Keras - Input a 3 channel image into LSTM

12,686

Solution 1

If you want the number of images to be a sequence (like a movie with frames), you need to put pixels AND channels as features:

input_shape = (225,3072)  #a 3D input where the batch size 7338 wasn't informed

If you want more processing before throwing 3072 features into an LSTM, you can combine or interleave 2D convolutions and LSTMs for a more refined model (not necessarily better, though, each application has its particular behavior).

You can also try to use the new ConvLSTM2D, which will take the five dimensional input:

input_shape=(225,32,32,3) #a 5D input where the batch size 7338 wasn't informed

I'd probably create a convolutional net with several TimeDistributed(Conv2D(...)) and TimeDistributed(MaxPooling2D(...)) before adding a TimeDistributed(Flatten()) and finally the LSTM(). This will very probably improve both your image understanding and the performance of the LSTM.

Solution 2

There is now a guide how to create RNNs with nested structures in the keras guide which enable arbitrary input types for each timestep: https://www.tensorflow.org/guide/keras/rnn#rnns_with_listdict_inputs_or_nested_inputs

Share:
12,686
shubhamsingh
Author by

shubhamsingh

Updated on June 20, 2022

Comments

  • shubhamsingh
    shubhamsingh almost 2 years

    I have read a sequence of images into a numpy array with shape (7338, 225, 1024, 3) where 7338 is the sample size, 225 are the time steps and 1024 (32x32) are flattened image pixels, in 3 channels (RGB).

    I have a sequential model with an LSTM layer:

    model = Sequential()
    model.add(LSTM(128, input_shape=(225, 1024, 3))
    

    But this results in the error:

    Input 0 is incompatible with layer lstm_1: expected ndim=3, found ndim=4
    

    The documentation mentions that the input tensor for LSTM layer should be a 3D tensor with shape (batch_size, timesteps, input_dim), but in my case my input_dim is 2D.

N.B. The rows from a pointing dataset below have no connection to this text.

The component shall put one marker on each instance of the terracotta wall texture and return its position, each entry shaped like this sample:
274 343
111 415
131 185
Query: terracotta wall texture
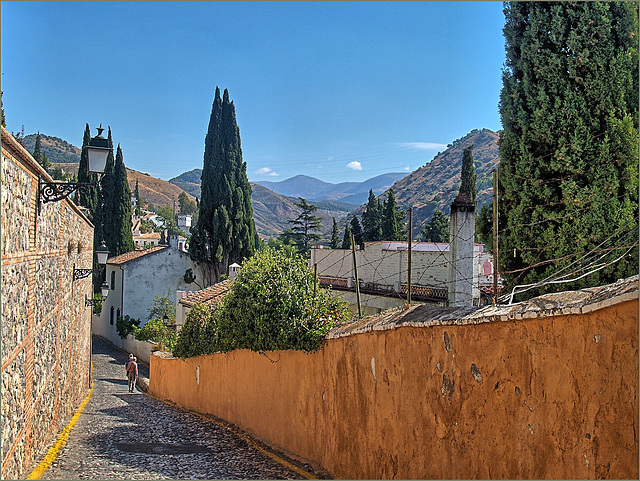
46 328
554 396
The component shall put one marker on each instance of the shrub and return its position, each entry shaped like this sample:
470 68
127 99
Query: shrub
270 306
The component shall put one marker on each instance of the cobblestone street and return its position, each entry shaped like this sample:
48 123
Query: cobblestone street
121 435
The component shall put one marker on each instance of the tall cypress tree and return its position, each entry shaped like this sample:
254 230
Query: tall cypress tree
88 198
356 230
372 219
225 231
335 240
392 219
468 175
569 149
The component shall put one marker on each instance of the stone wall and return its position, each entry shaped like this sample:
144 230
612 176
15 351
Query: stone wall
546 389
46 329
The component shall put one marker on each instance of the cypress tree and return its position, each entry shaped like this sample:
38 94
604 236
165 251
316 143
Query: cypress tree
468 175
346 240
225 231
305 226
569 150
437 229
372 219
335 240
392 219
88 198
356 229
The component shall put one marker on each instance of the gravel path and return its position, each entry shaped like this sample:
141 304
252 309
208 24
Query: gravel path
121 435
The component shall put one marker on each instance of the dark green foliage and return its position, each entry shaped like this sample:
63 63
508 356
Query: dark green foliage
569 151
356 230
270 306
468 176
335 239
346 239
39 155
372 219
484 226
437 229
392 219
126 325
306 227
225 231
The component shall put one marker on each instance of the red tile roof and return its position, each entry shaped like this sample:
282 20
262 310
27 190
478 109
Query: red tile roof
209 295
129 256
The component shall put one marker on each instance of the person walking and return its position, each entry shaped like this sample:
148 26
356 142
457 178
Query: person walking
132 372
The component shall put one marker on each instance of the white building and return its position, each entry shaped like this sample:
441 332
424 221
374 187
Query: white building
134 279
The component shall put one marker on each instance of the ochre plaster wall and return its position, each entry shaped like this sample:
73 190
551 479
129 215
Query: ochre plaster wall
555 397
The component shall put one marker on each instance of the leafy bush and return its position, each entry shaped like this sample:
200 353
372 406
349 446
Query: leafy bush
126 325
270 306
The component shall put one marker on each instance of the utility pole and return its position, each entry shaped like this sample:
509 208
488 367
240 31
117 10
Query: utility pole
495 236
355 271
409 259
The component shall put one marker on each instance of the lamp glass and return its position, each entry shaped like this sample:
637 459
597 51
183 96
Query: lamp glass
96 159
105 290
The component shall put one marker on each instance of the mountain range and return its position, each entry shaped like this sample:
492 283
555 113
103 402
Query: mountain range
432 186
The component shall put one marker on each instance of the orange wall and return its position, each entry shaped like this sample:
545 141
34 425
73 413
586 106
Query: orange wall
549 401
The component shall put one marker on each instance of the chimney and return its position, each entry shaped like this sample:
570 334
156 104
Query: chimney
462 241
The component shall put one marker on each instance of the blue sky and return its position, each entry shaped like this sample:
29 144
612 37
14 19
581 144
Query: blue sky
342 91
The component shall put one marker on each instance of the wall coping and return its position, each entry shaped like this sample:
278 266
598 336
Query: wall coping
27 158
557 304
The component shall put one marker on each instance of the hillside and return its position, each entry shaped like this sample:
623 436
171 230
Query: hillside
57 150
435 185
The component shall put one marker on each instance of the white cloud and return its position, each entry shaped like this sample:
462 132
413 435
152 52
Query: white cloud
422 145
266 171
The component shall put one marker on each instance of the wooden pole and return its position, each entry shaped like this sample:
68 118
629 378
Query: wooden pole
409 259
355 271
495 236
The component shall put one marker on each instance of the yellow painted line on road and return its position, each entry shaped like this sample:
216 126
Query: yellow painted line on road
62 439
248 440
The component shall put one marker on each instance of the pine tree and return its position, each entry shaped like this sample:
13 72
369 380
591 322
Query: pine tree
437 229
569 150
88 198
335 240
346 240
392 219
225 231
372 219
468 177
305 226
356 230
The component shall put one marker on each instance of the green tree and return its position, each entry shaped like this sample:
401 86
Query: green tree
372 219
437 229
356 230
393 219
346 239
38 154
468 177
335 239
225 231
306 226
569 150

    What is the suggested way to input a 3 channel image into an LSTM layer in Keras?

  • shubhamsingh
    shubhamsingh over 6 years
    I thought of reshaping my data from (1024, 3) to 3072, but I already had the data in batch size of 7338, and reshaping was taking a lot of time. And the LSTM is part of an auto encoder, so wasn't sure if this reshaping would help my cause. Will try reshaping first, then with ConvLSTM2D and TimeDistributed layers. Thanks for your answer.
  • Daniel Möller
    Daniel Möller over 6 years
    Reshaping taking time??? That doesn't sound ok.... the LSTM would be very very slow, though....
  • shubhamsingh
    shubhamsingh over 6 years
    Yes, I think that's cause I'll be reshaping 1651050 (7738*225) instances. So, instead of doing it all together, I resorted to Keras model method of fit_generator(), where I create a generator method to reshape the data set, while training.